En la imagen: Ego en “Ratatouille” - Copyright © 2007 Walt Disney Pictures y Pixar Animation Studios. Distribuida en España por Walt Disney Studios Motion Pictures Spain. Todos los derechos reservados.
Vaya, ya decía yo que mi despacho-ataúd tenía algo de raro… XD
Anton Ego (por cierto, parece sacado de “La novia cadáver”) es uno de los grandes personajes de todo lo estrenado en el último año. Y el “cuento moral” de su relación con la crítica uno de los guiños más inteligentes que he visto en mucho tiempo.
Un saludo!
Estoy de acuerdo con Miguel, uno de los mejores personajes que se han creado últimamente. Y, por cierto, nada que ver con la torpe pataleta contra la crítica que Shyamalan metió con calzador en “La joven del agua”, también a través de un personaje.

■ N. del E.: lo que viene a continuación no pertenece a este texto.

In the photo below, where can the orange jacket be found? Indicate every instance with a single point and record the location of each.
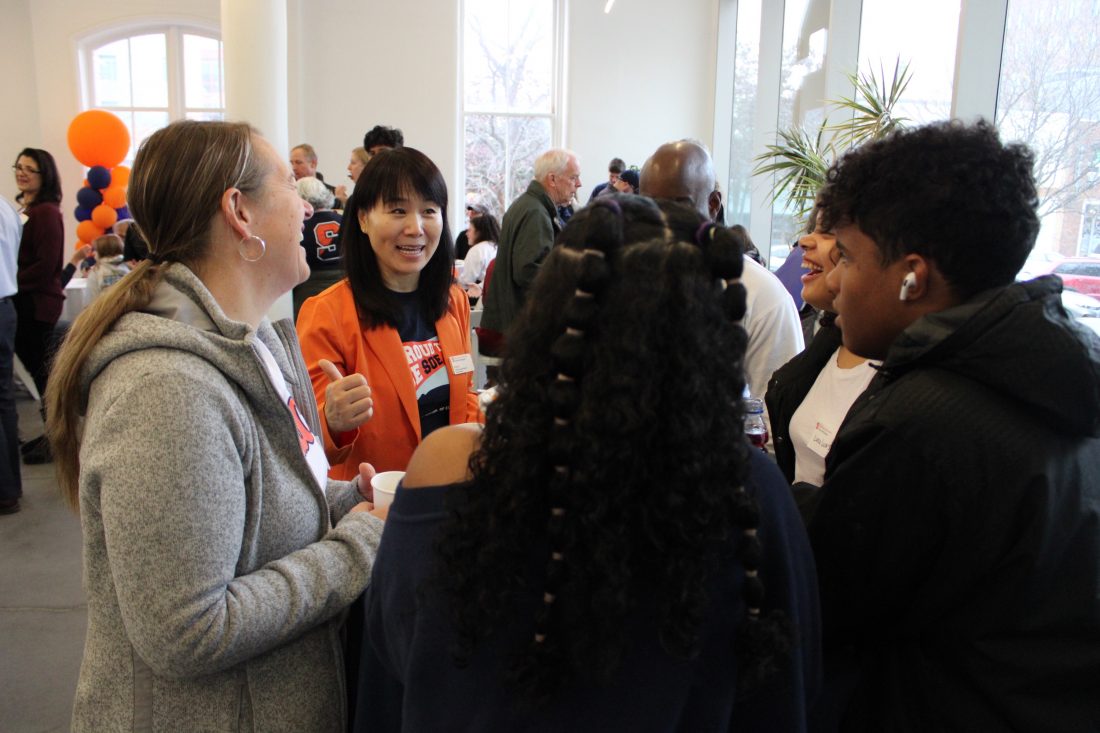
(329, 328)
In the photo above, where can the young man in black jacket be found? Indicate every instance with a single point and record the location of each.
(957, 534)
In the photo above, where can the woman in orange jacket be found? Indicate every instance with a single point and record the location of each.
(388, 347)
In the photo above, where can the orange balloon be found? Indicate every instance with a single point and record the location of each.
(120, 176)
(98, 138)
(114, 196)
(88, 230)
(105, 216)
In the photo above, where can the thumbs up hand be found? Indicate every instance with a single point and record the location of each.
(348, 401)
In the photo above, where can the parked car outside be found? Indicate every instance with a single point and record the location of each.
(1082, 274)
(1085, 308)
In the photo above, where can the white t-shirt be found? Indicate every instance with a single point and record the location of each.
(773, 327)
(311, 446)
(818, 417)
(476, 263)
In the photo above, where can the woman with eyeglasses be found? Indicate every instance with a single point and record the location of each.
(41, 260)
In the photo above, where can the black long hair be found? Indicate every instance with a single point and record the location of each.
(393, 174)
(623, 373)
(51, 190)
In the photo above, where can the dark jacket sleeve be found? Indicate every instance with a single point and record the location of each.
(790, 385)
(41, 249)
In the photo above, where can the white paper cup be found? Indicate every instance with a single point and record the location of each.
(384, 485)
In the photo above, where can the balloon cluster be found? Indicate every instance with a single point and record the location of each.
(100, 141)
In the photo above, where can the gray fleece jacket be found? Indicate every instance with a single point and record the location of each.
(213, 572)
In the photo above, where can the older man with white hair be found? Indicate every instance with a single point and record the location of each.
(527, 233)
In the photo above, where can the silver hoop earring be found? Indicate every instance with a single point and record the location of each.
(243, 247)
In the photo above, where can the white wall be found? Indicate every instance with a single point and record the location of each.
(360, 63)
(635, 78)
(19, 124)
(639, 76)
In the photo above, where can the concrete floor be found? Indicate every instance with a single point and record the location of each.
(43, 614)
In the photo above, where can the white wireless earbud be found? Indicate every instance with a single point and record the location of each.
(906, 285)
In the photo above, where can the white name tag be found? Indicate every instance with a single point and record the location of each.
(462, 363)
(821, 440)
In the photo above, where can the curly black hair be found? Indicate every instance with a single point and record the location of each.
(614, 460)
(949, 192)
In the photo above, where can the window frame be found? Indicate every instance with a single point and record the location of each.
(557, 113)
(174, 31)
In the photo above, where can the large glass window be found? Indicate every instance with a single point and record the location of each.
(154, 76)
(747, 62)
(801, 102)
(509, 67)
(923, 35)
(1049, 98)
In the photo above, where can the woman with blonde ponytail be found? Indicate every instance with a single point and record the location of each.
(217, 554)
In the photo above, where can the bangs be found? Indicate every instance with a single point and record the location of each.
(399, 174)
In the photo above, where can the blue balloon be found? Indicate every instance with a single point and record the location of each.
(89, 198)
(98, 177)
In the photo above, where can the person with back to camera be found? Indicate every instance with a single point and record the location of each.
(809, 396)
(590, 561)
(109, 267)
(381, 138)
(41, 295)
(359, 159)
(483, 232)
(320, 239)
(957, 533)
(186, 431)
(388, 347)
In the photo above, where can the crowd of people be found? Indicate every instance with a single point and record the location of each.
(598, 547)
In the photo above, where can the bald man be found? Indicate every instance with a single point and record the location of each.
(683, 172)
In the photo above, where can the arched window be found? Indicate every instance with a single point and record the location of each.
(151, 75)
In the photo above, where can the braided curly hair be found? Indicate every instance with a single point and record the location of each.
(623, 374)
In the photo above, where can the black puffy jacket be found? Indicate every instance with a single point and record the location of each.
(957, 534)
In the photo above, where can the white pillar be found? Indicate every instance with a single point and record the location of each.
(254, 48)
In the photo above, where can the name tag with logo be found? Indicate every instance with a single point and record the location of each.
(462, 363)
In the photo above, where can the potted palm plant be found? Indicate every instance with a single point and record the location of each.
(801, 157)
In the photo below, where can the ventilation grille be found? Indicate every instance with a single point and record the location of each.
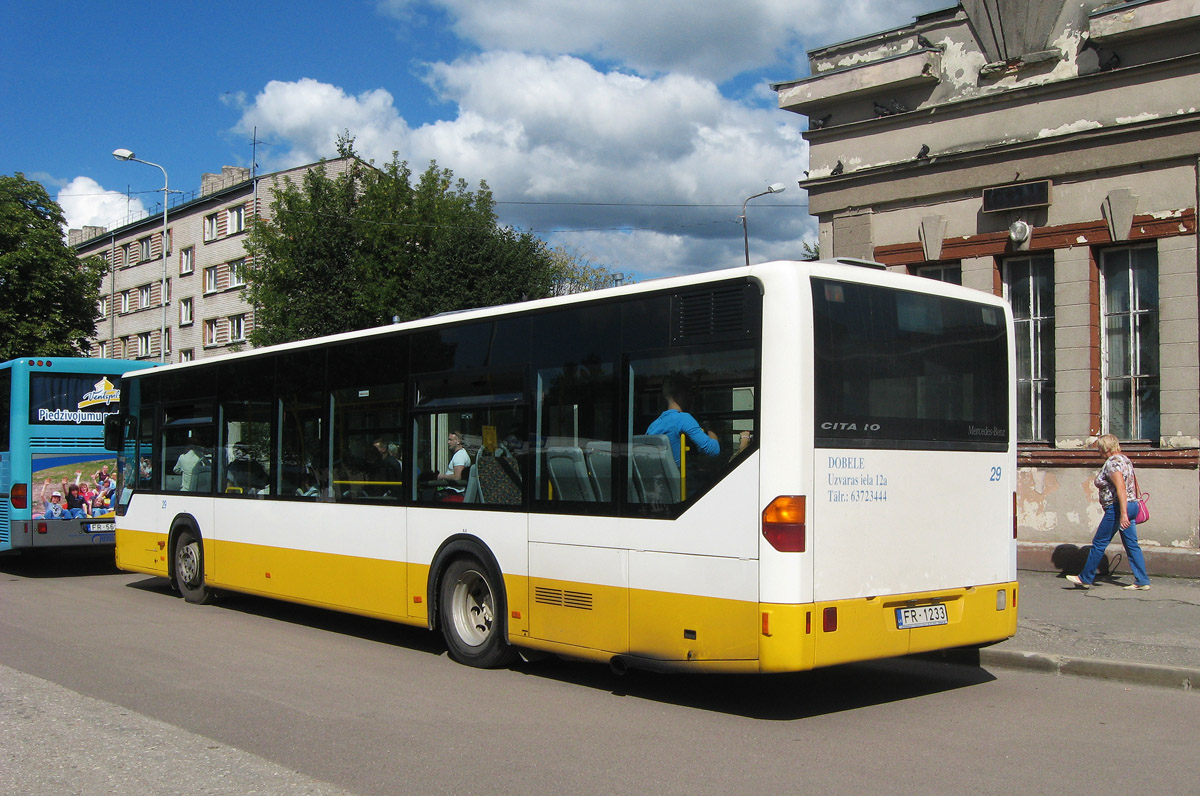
(717, 313)
(562, 598)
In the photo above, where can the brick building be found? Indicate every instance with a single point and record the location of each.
(1048, 151)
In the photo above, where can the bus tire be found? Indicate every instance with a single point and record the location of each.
(189, 567)
(473, 609)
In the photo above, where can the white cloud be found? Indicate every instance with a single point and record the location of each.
(561, 132)
(712, 40)
(87, 204)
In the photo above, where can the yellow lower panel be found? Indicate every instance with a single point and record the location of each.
(795, 638)
(683, 627)
(366, 586)
(141, 551)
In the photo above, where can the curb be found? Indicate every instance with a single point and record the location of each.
(1158, 676)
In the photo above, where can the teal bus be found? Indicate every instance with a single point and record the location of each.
(57, 480)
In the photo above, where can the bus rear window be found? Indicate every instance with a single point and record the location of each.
(897, 369)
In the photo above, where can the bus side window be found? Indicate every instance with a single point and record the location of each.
(693, 418)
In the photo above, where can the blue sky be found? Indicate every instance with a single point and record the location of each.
(629, 131)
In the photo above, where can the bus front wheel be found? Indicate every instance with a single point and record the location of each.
(190, 568)
(472, 606)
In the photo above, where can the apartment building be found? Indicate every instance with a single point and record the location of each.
(1048, 151)
(198, 309)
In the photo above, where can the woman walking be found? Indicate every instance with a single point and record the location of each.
(1115, 482)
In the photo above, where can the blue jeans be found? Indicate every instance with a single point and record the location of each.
(1104, 533)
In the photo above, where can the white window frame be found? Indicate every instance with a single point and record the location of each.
(1127, 335)
(238, 273)
(237, 328)
(213, 333)
(1035, 343)
(235, 220)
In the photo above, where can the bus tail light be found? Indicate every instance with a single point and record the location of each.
(783, 524)
(19, 496)
(829, 620)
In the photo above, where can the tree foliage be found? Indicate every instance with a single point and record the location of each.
(48, 297)
(369, 245)
(574, 273)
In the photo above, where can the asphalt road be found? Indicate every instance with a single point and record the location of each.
(109, 683)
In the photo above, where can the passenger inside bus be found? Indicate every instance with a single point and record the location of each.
(676, 420)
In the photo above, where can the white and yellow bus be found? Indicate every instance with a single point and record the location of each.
(504, 476)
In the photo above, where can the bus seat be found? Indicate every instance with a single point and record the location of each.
(569, 474)
(202, 478)
(499, 483)
(599, 455)
(655, 472)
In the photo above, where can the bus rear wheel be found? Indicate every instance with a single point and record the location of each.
(190, 568)
(472, 606)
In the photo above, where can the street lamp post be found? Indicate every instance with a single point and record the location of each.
(126, 155)
(778, 187)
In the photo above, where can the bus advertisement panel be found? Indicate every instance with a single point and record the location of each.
(57, 480)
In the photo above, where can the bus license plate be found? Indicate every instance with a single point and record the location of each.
(921, 616)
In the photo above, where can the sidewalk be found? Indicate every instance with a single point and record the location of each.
(1150, 638)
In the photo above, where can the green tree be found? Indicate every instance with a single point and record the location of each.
(48, 297)
(574, 273)
(372, 244)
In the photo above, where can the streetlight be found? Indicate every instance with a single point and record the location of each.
(126, 155)
(778, 187)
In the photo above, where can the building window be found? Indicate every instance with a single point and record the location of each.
(1129, 342)
(211, 333)
(237, 328)
(238, 273)
(949, 273)
(1029, 287)
(237, 220)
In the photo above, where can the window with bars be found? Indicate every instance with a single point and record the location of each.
(949, 273)
(1029, 287)
(1129, 342)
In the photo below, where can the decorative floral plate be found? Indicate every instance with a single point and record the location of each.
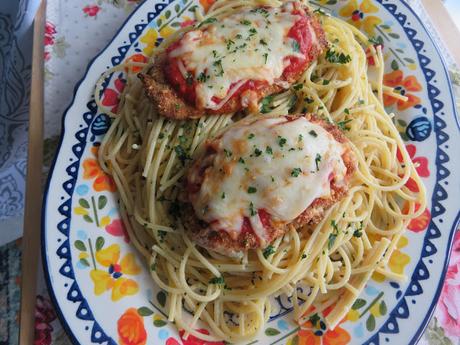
(99, 283)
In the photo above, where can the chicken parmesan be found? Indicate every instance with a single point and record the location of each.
(223, 66)
(262, 175)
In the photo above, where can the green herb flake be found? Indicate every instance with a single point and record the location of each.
(317, 161)
(298, 87)
(343, 125)
(337, 58)
(252, 190)
(269, 250)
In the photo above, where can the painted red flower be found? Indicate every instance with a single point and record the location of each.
(111, 97)
(50, 32)
(192, 340)
(421, 166)
(91, 10)
(405, 86)
(44, 315)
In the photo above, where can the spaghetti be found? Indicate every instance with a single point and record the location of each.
(148, 155)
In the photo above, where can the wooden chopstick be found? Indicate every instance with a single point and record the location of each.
(33, 202)
(445, 25)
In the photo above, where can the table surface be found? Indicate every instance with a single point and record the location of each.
(75, 32)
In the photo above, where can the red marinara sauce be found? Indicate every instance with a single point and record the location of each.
(300, 32)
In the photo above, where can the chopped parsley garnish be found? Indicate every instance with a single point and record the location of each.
(281, 141)
(218, 64)
(314, 319)
(335, 57)
(298, 87)
(202, 77)
(207, 21)
(268, 251)
(228, 153)
(296, 172)
(317, 161)
(265, 104)
(252, 190)
(358, 232)
(343, 125)
(296, 46)
(217, 281)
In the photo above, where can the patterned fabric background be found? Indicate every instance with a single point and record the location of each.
(77, 30)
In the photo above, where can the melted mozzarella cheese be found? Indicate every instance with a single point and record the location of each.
(249, 45)
(277, 164)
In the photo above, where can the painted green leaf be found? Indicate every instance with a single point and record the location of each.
(88, 218)
(144, 311)
(409, 60)
(370, 323)
(84, 262)
(80, 245)
(271, 332)
(83, 203)
(99, 243)
(359, 303)
(383, 308)
(159, 323)
(295, 340)
(161, 298)
(101, 202)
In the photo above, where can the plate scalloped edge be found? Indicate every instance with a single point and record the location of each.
(401, 309)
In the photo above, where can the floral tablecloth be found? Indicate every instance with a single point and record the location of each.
(76, 30)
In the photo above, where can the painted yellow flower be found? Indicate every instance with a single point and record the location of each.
(113, 277)
(149, 39)
(358, 15)
(398, 260)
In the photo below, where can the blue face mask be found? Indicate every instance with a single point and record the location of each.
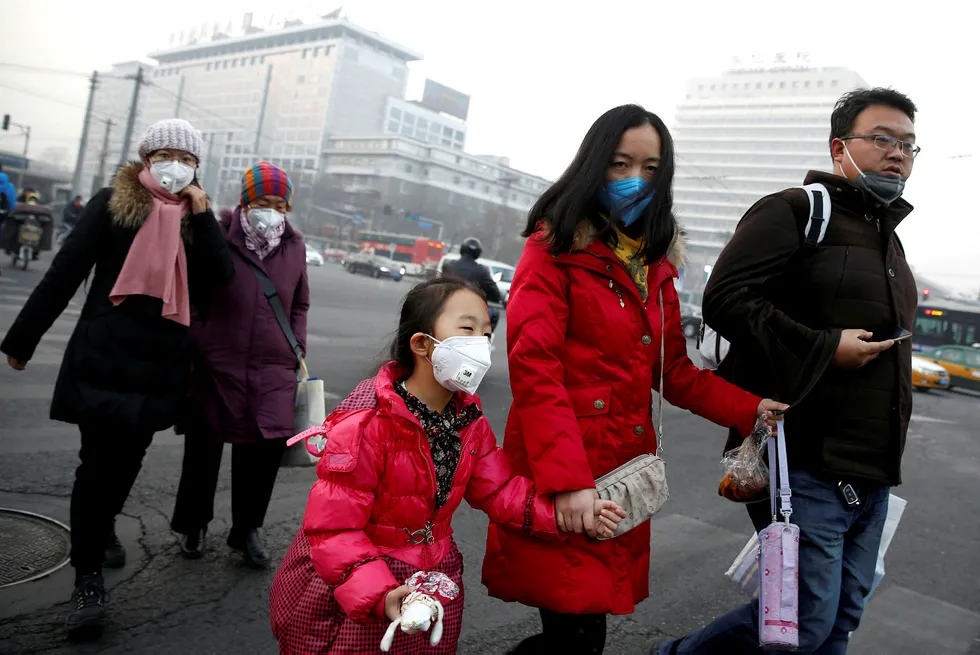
(617, 196)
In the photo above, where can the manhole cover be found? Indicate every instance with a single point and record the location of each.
(33, 546)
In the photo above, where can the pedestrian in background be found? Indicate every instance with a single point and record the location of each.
(156, 248)
(243, 385)
(585, 347)
(399, 455)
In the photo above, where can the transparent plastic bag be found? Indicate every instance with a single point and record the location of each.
(746, 478)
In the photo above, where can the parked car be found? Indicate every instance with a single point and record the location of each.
(927, 374)
(375, 266)
(961, 362)
(503, 274)
(313, 258)
(690, 320)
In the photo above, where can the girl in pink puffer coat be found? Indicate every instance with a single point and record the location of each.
(396, 459)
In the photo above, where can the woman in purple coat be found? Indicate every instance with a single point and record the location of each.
(244, 378)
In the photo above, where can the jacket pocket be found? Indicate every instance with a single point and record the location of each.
(591, 404)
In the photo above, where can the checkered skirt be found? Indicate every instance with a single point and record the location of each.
(307, 619)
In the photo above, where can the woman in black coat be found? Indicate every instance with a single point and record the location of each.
(155, 247)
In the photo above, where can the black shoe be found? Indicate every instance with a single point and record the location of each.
(251, 546)
(192, 545)
(115, 554)
(88, 617)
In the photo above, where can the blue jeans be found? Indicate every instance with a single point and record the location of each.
(838, 552)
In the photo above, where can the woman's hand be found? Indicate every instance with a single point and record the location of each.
(393, 603)
(197, 197)
(608, 514)
(575, 511)
(766, 409)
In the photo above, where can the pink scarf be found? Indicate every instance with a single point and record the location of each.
(156, 264)
(257, 242)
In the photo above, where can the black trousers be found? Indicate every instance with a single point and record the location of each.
(111, 457)
(569, 634)
(254, 467)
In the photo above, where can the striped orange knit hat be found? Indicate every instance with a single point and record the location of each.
(264, 179)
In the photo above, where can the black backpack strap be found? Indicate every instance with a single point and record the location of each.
(272, 295)
(812, 239)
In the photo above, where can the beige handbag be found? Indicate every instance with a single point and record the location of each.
(640, 485)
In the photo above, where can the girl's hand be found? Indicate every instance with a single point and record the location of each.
(393, 603)
(766, 409)
(608, 515)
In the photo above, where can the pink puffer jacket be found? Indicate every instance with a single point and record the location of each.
(376, 492)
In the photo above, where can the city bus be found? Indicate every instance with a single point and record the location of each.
(946, 323)
(415, 252)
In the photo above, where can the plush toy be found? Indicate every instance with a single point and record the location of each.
(422, 609)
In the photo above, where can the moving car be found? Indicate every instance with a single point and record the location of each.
(928, 374)
(313, 258)
(690, 320)
(376, 266)
(961, 362)
(503, 274)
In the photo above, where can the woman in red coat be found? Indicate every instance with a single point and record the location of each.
(584, 341)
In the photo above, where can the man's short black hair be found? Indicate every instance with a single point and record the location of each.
(851, 104)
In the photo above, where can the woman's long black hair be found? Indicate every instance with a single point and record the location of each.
(573, 198)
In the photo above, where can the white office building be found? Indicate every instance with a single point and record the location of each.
(741, 136)
(411, 119)
(277, 95)
(385, 178)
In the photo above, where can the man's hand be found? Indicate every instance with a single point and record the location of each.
(197, 196)
(575, 511)
(393, 603)
(854, 349)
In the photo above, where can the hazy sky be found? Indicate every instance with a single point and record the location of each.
(541, 71)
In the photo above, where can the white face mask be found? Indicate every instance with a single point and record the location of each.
(172, 175)
(459, 363)
(265, 220)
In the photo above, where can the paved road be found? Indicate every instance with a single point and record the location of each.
(929, 602)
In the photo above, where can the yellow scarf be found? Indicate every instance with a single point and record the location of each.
(629, 252)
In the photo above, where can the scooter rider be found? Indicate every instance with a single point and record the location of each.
(477, 274)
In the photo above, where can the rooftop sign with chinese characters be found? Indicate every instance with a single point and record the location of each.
(775, 61)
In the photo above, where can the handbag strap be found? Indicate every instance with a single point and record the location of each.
(272, 295)
(779, 495)
(660, 395)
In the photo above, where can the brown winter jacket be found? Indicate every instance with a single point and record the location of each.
(783, 306)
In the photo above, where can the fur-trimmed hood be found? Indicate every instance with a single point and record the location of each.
(131, 202)
(585, 234)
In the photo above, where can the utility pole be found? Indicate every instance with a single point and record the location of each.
(100, 180)
(180, 97)
(76, 179)
(131, 121)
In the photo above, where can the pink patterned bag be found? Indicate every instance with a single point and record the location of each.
(779, 557)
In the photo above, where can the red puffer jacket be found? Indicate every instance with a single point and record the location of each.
(375, 497)
(584, 356)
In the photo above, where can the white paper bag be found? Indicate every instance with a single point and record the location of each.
(310, 411)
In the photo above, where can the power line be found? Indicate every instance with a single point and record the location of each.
(190, 104)
(52, 71)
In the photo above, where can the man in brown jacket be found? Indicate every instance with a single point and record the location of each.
(812, 324)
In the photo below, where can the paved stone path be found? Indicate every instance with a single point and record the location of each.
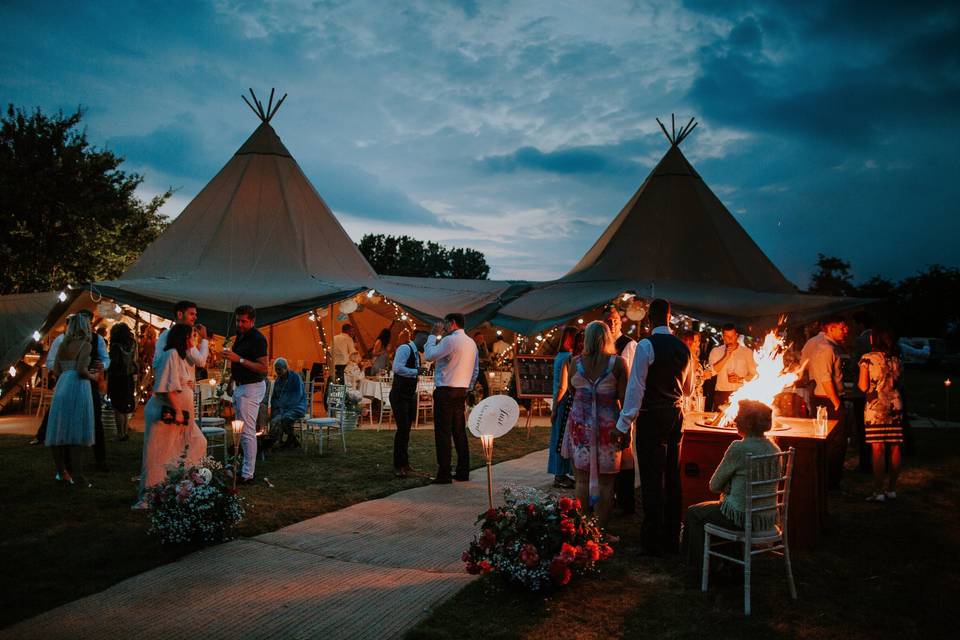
(372, 570)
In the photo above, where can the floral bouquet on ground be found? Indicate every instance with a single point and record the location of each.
(194, 504)
(537, 541)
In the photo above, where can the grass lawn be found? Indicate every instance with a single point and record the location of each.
(60, 543)
(880, 571)
(925, 393)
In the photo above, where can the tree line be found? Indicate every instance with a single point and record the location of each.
(924, 304)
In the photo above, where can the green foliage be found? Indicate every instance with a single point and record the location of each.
(68, 213)
(925, 304)
(406, 256)
(832, 277)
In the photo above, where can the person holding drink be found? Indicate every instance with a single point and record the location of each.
(732, 364)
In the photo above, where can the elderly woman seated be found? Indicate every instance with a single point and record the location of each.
(754, 419)
(288, 404)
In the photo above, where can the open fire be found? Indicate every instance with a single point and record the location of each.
(771, 378)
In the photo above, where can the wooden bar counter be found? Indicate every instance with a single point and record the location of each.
(703, 447)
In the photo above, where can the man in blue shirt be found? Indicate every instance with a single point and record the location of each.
(288, 404)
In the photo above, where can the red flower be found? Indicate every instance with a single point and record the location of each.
(560, 572)
(529, 555)
(487, 539)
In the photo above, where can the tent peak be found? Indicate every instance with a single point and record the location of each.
(676, 137)
(264, 114)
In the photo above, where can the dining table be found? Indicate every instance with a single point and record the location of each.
(702, 448)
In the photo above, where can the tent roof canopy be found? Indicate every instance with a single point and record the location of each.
(258, 234)
(674, 239)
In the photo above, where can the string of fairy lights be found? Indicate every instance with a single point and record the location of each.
(632, 307)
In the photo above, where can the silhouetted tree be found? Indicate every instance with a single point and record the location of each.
(406, 256)
(832, 277)
(68, 213)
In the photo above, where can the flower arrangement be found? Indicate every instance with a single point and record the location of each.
(536, 541)
(194, 504)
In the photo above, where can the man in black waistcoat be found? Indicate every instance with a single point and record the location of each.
(403, 400)
(99, 361)
(659, 377)
(623, 488)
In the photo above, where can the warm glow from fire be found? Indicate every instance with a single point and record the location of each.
(771, 377)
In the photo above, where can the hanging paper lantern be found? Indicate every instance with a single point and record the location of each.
(107, 310)
(637, 310)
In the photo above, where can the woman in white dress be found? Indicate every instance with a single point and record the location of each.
(173, 388)
(70, 423)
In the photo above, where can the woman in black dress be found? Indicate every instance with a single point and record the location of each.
(121, 380)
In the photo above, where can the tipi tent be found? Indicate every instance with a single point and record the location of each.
(257, 234)
(674, 239)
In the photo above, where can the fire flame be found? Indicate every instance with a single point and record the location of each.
(771, 378)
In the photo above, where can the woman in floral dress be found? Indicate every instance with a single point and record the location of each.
(883, 415)
(591, 440)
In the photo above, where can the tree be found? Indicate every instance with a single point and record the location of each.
(68, 213)
(405, 256)
(832, 277)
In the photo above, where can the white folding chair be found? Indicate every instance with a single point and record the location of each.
(320, 427)
(212, 426)
(768, 490)
(385, 407)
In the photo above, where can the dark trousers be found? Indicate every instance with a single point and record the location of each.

He estado buscando el fragmento de ese memorable monólogo que pronuncia Anton Ego al final, y que es para enmarcarlo, pero sólo lo he encontrado en v.o. sin subtitular. De todas formas, dejo una traducción en español que he encontrado en un blog, por si alguien quiere recordar sus palabras:
El trabajo del crítico es sencillo en más de un sentido. Arriesgamos muy poco, y sin embargo usufructuamos de una posición situada por encima de quienes someten su trabajo y su persona a nuestro juicio. Prosperamos gracias a nuestras críticas negativas, que resultan divertidas cuando se las escribe y cuando se las lee.
Pero la cruda verdad que los críticos debemos enfrentar es que, en términos generales, la producción de basura promedio es más valiosa que lo que nuestros artículos pretenden señalar. Sin embargo, a veces el crítico realmente arriesga algo, y eso sucede en nombre y en defensa de algo nuevo.
Anoche experimenté algo nuevo, una comida extraordinaria hecha por alguien único e inesperado. Decir que ese plato y su cocinero pusieron a prueba mis preconceptos equivaldría a incurrir en una subestimación grosera, cuando lo cierto es que ambos lograron conmover lo más profundo de mi ser.
Antes de este suceso, nunca escondí mi desdén por el lema del Chef Gusteau: “cualquiera puede cocinar”. Pero, me doy cuenta, recién ahora comprendo sus palabras. No cualquiera puede convertirse en un gran artista, pero un gran artista sí puede provenir de cualquier lugar.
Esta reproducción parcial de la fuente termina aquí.